"Diane Wellington" de Arnaud des Pallières
On vient de retrouver Diane Wellington, disparue en 1938 dans le Dakota du Sud.
Si ce n’était la première personne du singulier qui l’écrit, cette évocation d’une jeune fille disparue puis retrouvée pourrait être le récit d’un fait divers ou une adaptation romancée qui poursuivrait lointainement la trace du Truman Capote de De sang-froid.
En mimant l’alternance du cinéma muet entre images silencieuses et intertitres, Arnaud des Pallières instaure un très saisissant mode d’incarnation. Tandis que les images sont extraites de films amateurs, les mots racontent un souvenir d’enfance de la narratrice – “Ma mère était fille de fermier dans le Dakota du Sud” affiche le premier carton. Le film installe ainsi une distance temporelle tout en faisant mine d’authentifier les faits. Il n’est d’ailleurs pas exclu que ceux-ci soient en partie vrais ; le générique précise que le film est librement inspiré de South Dakota de Nancy Peavy, dont nous ne savons rien.

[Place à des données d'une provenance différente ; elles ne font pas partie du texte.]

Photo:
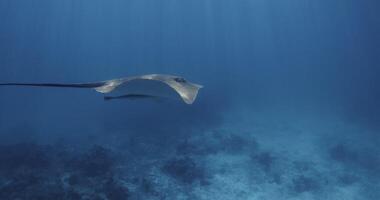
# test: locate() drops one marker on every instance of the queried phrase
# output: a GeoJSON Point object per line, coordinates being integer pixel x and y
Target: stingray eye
{"type": "Point", "coordinates": [180, 80]}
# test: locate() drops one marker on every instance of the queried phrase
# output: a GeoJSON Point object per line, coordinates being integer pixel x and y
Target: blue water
{"type": "Point", "coordinates": [290, 107]}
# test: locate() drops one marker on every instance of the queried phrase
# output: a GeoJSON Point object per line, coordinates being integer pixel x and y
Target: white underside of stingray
{"type": "Point", "coordinates": [152, 85]}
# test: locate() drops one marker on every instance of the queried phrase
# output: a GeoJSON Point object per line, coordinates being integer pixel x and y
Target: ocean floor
{"type": "Point", "coordinates": [248, 157]}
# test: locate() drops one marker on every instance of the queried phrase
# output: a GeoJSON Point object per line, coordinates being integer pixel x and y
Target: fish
{"type": "Point", "coordinates": [134, 87]}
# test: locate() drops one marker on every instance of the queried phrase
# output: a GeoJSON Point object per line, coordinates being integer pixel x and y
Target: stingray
{"type": "Point", "coordinates": [136, 87]}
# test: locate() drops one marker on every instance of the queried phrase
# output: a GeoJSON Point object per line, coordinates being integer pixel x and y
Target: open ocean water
{"type": "Point", "coordinates": [289, 109]}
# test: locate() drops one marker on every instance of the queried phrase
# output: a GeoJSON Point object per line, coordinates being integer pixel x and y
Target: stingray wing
{"type": "Point", "coordinates": [153, 85]}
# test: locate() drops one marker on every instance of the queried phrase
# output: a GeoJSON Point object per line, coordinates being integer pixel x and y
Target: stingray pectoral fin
{"type": "Point", "coordinates": [108, 86]}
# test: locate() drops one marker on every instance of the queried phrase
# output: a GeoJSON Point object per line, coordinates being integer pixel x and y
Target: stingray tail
{"type": "Point", "coordinates": [60, 85]}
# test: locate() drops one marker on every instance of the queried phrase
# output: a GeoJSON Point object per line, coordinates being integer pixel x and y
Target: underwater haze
{"type": "Point", "coordinates": [289, 109]}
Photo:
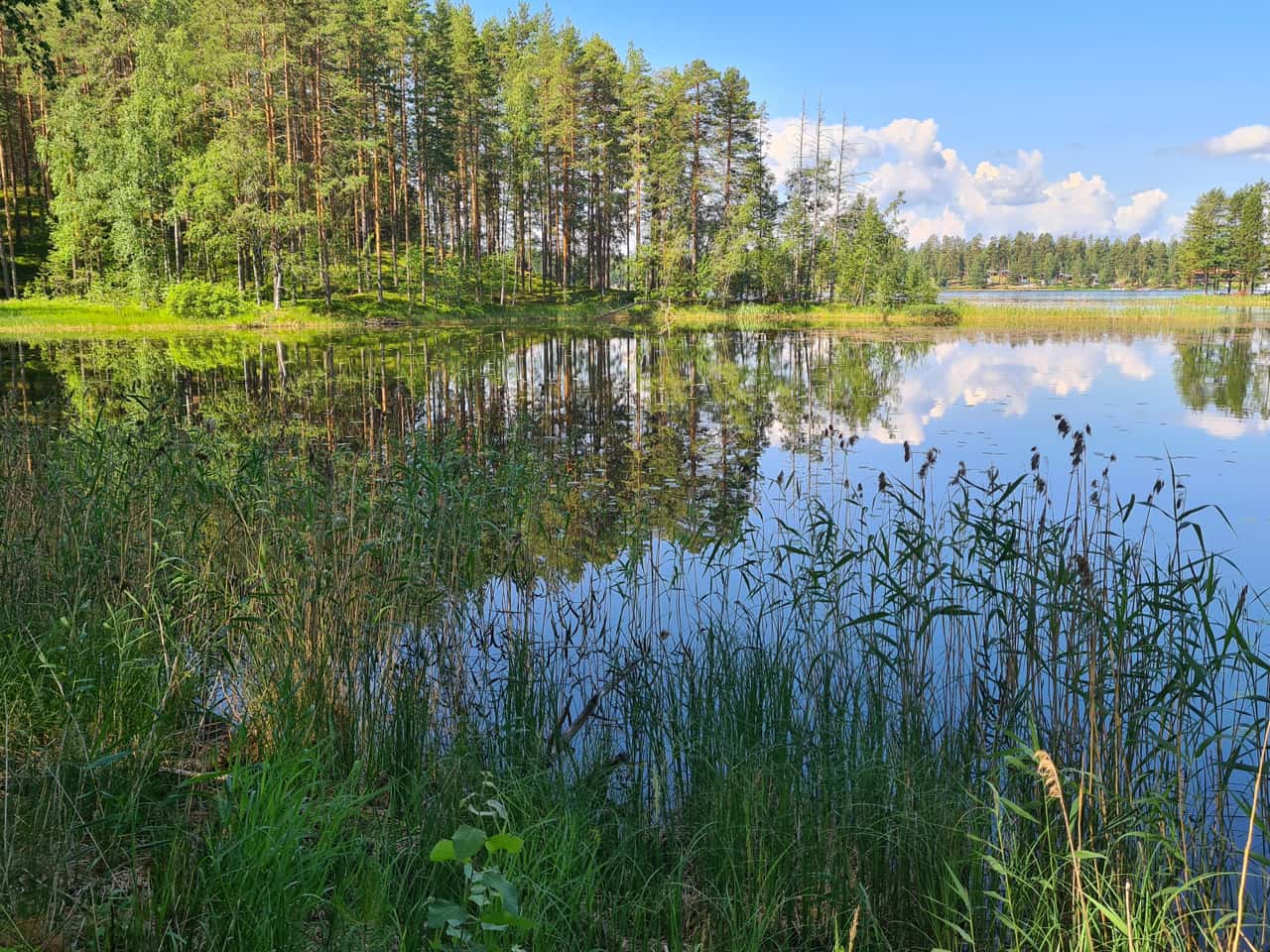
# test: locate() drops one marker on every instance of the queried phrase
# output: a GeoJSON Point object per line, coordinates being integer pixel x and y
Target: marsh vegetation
{"type": "Point", "coordinates": [711, 664]}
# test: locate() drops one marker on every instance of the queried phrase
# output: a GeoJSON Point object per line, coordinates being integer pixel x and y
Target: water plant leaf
{"type": "Point", "coordinates": [504, 843]}
{"type": "Point", "coordinates": [443, 914]}
{"type": "Point", "coordinates": [467, 842]}
{"type": "Point", "coordinates": [506, 890]}
{"type": "Point", "coordinates": [444, 852]}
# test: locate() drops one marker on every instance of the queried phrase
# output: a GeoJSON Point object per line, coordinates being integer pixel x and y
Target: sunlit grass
{"type": "Point", "coordinates": [248, 682]}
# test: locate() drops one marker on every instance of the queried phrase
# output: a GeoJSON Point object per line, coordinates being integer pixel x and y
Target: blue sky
{"type": "Point", "coordinates": [1095, 118]}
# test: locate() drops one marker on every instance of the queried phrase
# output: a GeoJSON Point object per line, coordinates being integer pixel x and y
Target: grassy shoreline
{"type": "Point", "coordinates": [217, 739]}
{"type": "Point", "coordinates": [40, 317]}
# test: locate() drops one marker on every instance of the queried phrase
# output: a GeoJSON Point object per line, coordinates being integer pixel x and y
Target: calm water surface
{"type": "Point", "coordinates": [698, 429]}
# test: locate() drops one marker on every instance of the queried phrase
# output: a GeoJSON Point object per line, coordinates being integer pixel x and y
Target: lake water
{"type": "Point", "coordinates": [698, 426]}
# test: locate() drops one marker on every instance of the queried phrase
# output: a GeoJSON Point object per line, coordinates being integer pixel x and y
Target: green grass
{"type": "Point", "coordinates": [246, 685]}
{"type": "Point", "coordinates": [36, 318]}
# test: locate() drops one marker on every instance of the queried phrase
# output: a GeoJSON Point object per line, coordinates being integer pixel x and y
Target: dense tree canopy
{"type": "Point", "coordinates": [309, 150]}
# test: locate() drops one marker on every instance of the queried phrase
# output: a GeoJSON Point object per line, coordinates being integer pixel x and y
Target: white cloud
{"type": "Point", "coordinates": [944, 197]}
{"type": "Point", "coordinates": [1246, 140]}
{"type": "Point", "coordinates": [1142, 213]}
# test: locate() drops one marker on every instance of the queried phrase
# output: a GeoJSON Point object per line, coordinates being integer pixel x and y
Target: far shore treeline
{"type": "Point", "coordinates": [308, 151]}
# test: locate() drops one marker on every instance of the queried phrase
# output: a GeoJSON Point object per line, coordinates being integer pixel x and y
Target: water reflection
{"type": "Point", "coordinates": [679, 434]}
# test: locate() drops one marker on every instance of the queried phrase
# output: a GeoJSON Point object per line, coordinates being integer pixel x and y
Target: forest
{"type": "Point", "coordinates": [314, 151]}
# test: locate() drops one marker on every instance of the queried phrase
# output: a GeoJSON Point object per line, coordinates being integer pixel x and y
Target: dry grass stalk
{"type": "Point", "coordinates": [1049, 777]}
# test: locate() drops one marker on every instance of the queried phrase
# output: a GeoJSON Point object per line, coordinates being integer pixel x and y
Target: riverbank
{"type": "Point", "coordinates": [62, 317]}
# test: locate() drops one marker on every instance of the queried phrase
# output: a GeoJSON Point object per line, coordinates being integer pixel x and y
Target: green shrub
{"type": "Point", "coordinates": [202, 299]}
{"type": "Point", "coordinates": [934, 315]}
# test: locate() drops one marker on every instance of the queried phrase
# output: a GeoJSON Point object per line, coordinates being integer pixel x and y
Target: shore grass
{"type": "Point", "coordinates": [249, 684]}
{"type": "Point", "coordinates": [36, 318]}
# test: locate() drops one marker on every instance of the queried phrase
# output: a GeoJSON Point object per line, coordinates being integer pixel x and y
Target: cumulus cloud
{"type": "Point", "coordinates": [1246, 140]}
{"type": "Point", "coordinates": [944, 195]}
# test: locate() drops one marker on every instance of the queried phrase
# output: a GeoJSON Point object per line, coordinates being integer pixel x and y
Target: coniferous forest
{"type": "Point", "coordinates": [318, 150]}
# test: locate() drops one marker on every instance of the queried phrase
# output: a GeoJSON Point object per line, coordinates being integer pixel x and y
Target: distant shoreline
{"type": "Point", "coordinates": [63, 317]}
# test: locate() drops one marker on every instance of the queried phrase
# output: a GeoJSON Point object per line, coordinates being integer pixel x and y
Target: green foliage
{"type": "Point", "coordinates": [486, 914]}
{"type": "Point", "coordinates": [934, 315]}
{"type": "Point", "coordinates": [202, 299]}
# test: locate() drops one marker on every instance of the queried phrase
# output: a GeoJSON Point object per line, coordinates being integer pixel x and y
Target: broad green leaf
{"type": "Point", "coordinates": [467, 842]}
{"type": "Point", "coordinates": [506, 843]}
{"type": "Point", "coordinates": [443, 914]}
{"type": "Point", "coordinates": [504, 889]}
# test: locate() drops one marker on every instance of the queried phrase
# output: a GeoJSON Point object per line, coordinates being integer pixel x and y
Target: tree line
{"type": "Point", "coordinates": [310, 150]}
{"type": "Point", "coordinates": [307, 151]}
{"type": "Point", "coordinates": [1225, 241]}
{"type": "Point", "coordinates": [1049, 262]}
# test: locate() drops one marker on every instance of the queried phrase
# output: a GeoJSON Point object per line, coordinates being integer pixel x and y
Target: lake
{"type": "Point", "coordinates": [681, 567]}
{"type": "Point", "coordinates": [697, 429]}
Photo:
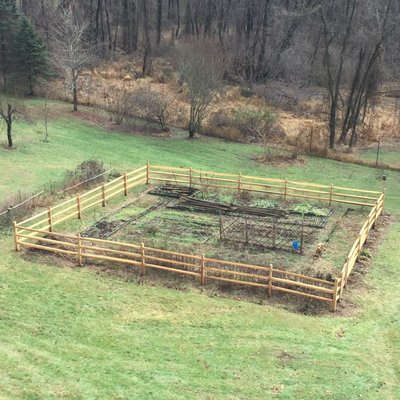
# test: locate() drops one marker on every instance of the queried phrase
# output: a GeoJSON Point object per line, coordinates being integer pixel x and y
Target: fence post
{"type": "Point", "coordinates": [202, 267]}
{"type": "Point", "coordinates": [16, 236]}
{"type": "Point", "coordinates": [246, 229]}
{"type": "Point", "coordinates": [346, 271]}
{"type": "Point", "coordinates": [359, 247]}
{"type": "Point", "coordinates": [271, 267]}
{"type": "Point", "coordinates": [285, 193]}
{"type": "Point", "coordinates": [342, 282]}
{"type": "Point", "coordinates": [80, 263]}
{"type": "Point", "coordinates": [334, 300]}
{"type": "Point", "coordinates": [78, 205]}
{"type": "Point", "coordinates": [302, 236]}
{"type": "Point", "coordinates": [125, 185]}
{"type": "Point", "coordinates": [49, 219]}
{"type": "Point", "coordinates": [147, 173]}
{"type": "Point", "coordinates": [103, 195]}
{"type": "Point", "coordinates": [142, 259]}
{"type": "Point", "coordinates": [330, 195]}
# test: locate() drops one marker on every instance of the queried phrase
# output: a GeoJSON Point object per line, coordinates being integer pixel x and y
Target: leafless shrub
{"type": "Point", "coordinates": [150, 106]}
{"type": "Point", "coordinates": [201, 67]}
{"type": "Point", "coordinates": [85, 171]}
{"type": "Point", "coordinates": [117, 105]}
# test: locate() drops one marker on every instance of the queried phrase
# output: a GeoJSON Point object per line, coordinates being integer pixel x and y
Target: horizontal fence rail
{"type": "Point", "coordinates": [281, 187]}
{"type": "Point", "coordinates": [37, 232]}
{"type": "Point", "coordinates": [202, 268]}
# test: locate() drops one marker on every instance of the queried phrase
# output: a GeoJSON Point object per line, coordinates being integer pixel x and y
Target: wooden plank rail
{"type": "Point", "coordinates": [31, 233]}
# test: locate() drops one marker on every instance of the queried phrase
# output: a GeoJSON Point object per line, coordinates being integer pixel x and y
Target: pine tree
{"type": "Point", "coordinates": [30, 56]}
{"type": "Point", "coordinates": [8, 20]}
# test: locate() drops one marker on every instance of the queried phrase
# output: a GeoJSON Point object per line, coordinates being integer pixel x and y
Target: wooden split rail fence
{"type": "Point", "coordinates": [37, 232]}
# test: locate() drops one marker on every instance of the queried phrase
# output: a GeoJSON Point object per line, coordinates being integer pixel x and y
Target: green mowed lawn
{"type": "Point", "coordinates": [77, 334]}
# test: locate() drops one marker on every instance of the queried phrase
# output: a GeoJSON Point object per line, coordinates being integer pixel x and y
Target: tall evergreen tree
{"type": "Point", "coordinates": [8, 20]}
{"type": "Point", "coordinates": [30, 56]}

L’essentiel se joue plutôt dans les vibrations de doutes que la forme du film instille. Ces fermiers américains des années 1930 qui posent devant la caméra, ces rues enneigées, ces regards et ses sourires offerts à la caméra ou ces jeunes femmes qui tentent, plutôt par jeu, d’échapper à son regard, toutes ces scènes anodines puisées dans des archives anonymes attestent d’une réalité passée. Et entre les cartons du récit et ces plans muets arrachés à l’oubli du temps, se trame, entre rapprochements et contrepoints, la restitution d’un monde. Ces liens entre les mots et les images, sans systématisme aucun, sont suffisamment précis pour être perceptibles et en même temps ténus au point qu’on se demande qui de nous ou du film tisse véritablement les sens que nous croyons percevoir. Les personnes filmées ne figurent ainsi que lointainement les protagonistes du récit, et leurs apparitions disent aussi – surtout – un arrière-plan social, font ressusciter un uni- vers disparu avec cette mélancolie qui nous saisit face aux photos anciennes et qu’accentuent ici les tendres accords de piano plein de tact de Louis Moreau Gottschalk.
Mais lorsque le cinéma est véritablement du cinéma, les mots peinent à emprisonner ce qui est proposé. Au-delà du visible, les plans sont aussi rythme, musique, danse entre la réalité et ses fantômes. Cette dimension culmine dans la dernière partie de Diane Wellington, qui rime avec une autre séquence qui associait les pistes romanesques envisagées pour expliquer la disparition de la jeune fille à des vues de paysages en couleur prises depuis des véhicules en marche. D’autres images de transports puis des plans de mouettes brûlés par la lumière, soutenus par la vibration sourde et le souffle de la musique électronique de Martin Wheeler, nous emportent très loin, au seuil d’une disparition bien plus définitive, comme un tourbillon vers l’indicible.
Jacques Kermabon
France, 2010, 15 minutes
Article paru dans Bref n°96, 2011.
Réalisation et scénario : Arnaud des Pallières. Montage : Arnaud des Pallières et Caroline Detournay. Son : Jean Mallet et Jean-Pierre Laforce. Musique originale : Martin Wheeler. Production : Les Films Hatari et Le Fresnoy.